漂亮备胎穿书之后
魔修低声对着属下嘱咐了句什么,接着把云宿带进房间里,放在床上。
他其实不一定需要在水里,但是比较喜水,不过这房间水元素浓郁,犹如在海里一般,待着也舒服至极。
他的尾巴很长,从床上弯了了一道好落在了地上,地上是用柔软的兽皮铺就,尾巴掉在地上也不会染上一丝灰尘。

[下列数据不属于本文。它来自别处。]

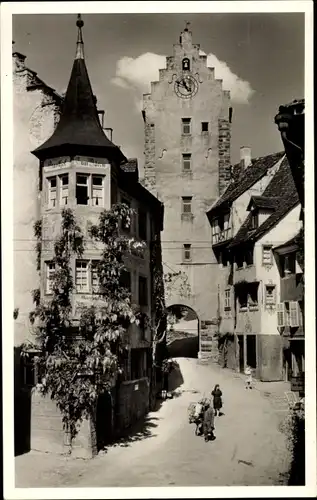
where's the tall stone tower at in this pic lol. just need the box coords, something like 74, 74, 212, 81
142, 25, 232, 355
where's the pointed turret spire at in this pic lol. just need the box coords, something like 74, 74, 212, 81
75, 14, 84, 60
32, 15, 126, 164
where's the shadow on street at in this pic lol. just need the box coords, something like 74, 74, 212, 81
167, 335, 199, 359
109, 415, 160, 449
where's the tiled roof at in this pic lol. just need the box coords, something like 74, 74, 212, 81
229, 156, 299, 248
207, 151, 285, 216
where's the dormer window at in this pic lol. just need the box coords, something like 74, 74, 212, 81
182, 58, 190, 71
250, 211, 258, 229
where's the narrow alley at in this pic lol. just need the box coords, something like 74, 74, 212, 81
15, 358, 291, 487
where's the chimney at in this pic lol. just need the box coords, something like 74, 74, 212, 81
240, 146, 252, 168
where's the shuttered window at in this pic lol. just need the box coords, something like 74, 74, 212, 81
277, 303, 285, 327
289, 301, 300, 327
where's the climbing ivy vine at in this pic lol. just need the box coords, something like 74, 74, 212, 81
22, 204, 191, 439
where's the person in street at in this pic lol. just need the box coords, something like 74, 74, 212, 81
203, 400, 216, 442
211, 384, 223, 416
245, 365, 253, 389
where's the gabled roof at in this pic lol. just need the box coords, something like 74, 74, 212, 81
207, 151, 284, 217
229, 156, 299, 248
246, 195, 280, 211
32, 17, 126, 164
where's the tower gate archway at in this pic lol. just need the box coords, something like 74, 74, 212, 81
166, 304, 200, 359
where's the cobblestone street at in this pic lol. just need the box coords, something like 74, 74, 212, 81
15, 358, 291, 487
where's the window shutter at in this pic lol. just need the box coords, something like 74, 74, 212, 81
277, 303, 285, 327
289, 301, 300, 327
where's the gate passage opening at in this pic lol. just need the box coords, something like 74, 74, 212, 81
166, 305, 199, 359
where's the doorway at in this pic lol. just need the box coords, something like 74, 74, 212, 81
246, 335, 257, 369
96, 390, 114, 451
238, 335, 244, 372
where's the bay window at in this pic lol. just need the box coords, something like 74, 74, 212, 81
48, 177, 57, 208
59, 174, 69, 206
76, 174, 105, 207
76, 174, 89, 205
92, 175, 103, 206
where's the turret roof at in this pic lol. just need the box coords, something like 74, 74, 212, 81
32, 15, 126, 164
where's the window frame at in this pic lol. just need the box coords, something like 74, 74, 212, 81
48, 176, 57, 208
224, 289, 231, 310
182, 196, 192, 214
181, 118, 191, 136
238, 288, 248, 310
183, 243, 192, 262
45, 261, 55, 294
262, 245, 273, 266
281, 252, 296, 277
248, 282, 259, 310
75, 259, 89, 293
91, 260, 100, 294
59, 174, 69, 207
265, 284, 276, 307
76, 174, 89, 206
201, 122, 209, 133
75, 173, 105, 207
182, 153, 192, 172
91, 175, 104, 207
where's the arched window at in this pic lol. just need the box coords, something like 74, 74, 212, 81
182, 58, 190, 71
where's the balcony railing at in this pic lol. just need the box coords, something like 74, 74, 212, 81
212, 227, 232, 244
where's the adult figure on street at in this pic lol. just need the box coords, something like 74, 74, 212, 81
211, 384, 223, 416
203, 400, 216, 442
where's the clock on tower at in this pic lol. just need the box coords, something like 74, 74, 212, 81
174, 74, 199, 99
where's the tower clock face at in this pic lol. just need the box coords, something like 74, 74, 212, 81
174, 75, 199, 99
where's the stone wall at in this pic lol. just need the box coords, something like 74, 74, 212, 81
116, 377, 150, 431
218, 118, 232, 196
143, 121, 156, 193
30, 392, 65, 454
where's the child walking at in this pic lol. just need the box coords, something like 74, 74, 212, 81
245, 365, 253, 389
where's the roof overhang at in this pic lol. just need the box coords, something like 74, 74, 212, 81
273, 242, 298, 255
206, 201, 231, 220
212, 237, 233, 250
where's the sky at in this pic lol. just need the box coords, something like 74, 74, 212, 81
13, 13, 304, 174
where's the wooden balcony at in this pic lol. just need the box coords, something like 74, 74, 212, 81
212, 227, 232, 245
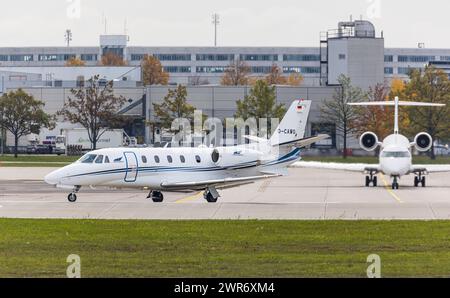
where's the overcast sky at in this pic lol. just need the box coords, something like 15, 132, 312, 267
0, 0, 448, 48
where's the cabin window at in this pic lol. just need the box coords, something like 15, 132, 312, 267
167, 155, 173, 163
104, 156, 110, 163
142, 156, 147, 163
95, 155, 104, 164
80, 154, 97, 164
195, 155, 201, 163
154, 156, 160, 163
180, 155, 186, 163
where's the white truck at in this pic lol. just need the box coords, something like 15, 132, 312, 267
55, 128, 134, 155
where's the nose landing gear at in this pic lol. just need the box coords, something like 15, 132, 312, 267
391, 176, 399, 190
67, 186, 81, 203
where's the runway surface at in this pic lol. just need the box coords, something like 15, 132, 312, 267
0, 167, 449, 220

他紧张兮兮的观察了一二,不知道是不是水元素太浓郁了,他的眼皮很沉很沉,不一会儿又睡了下去。
醒来的时候他已经在一个大池子里面了。
同样的,池子底下也是铺满了极品灵石,和之前那个水潭不一样的那边是玉,一整块的玉,又用灵髓养育,将一整块玉养成了巨大的极品灵石,这儿的灵石是一块一块的,所以看起来亮晶晶色彩斑斓,十分的美丽,云宿比较喜欢这些亮晶晶的东西,他的龙宫全是五彩斑斓的珠宝,整个宫殿色彩斑斓、珠光宝气的。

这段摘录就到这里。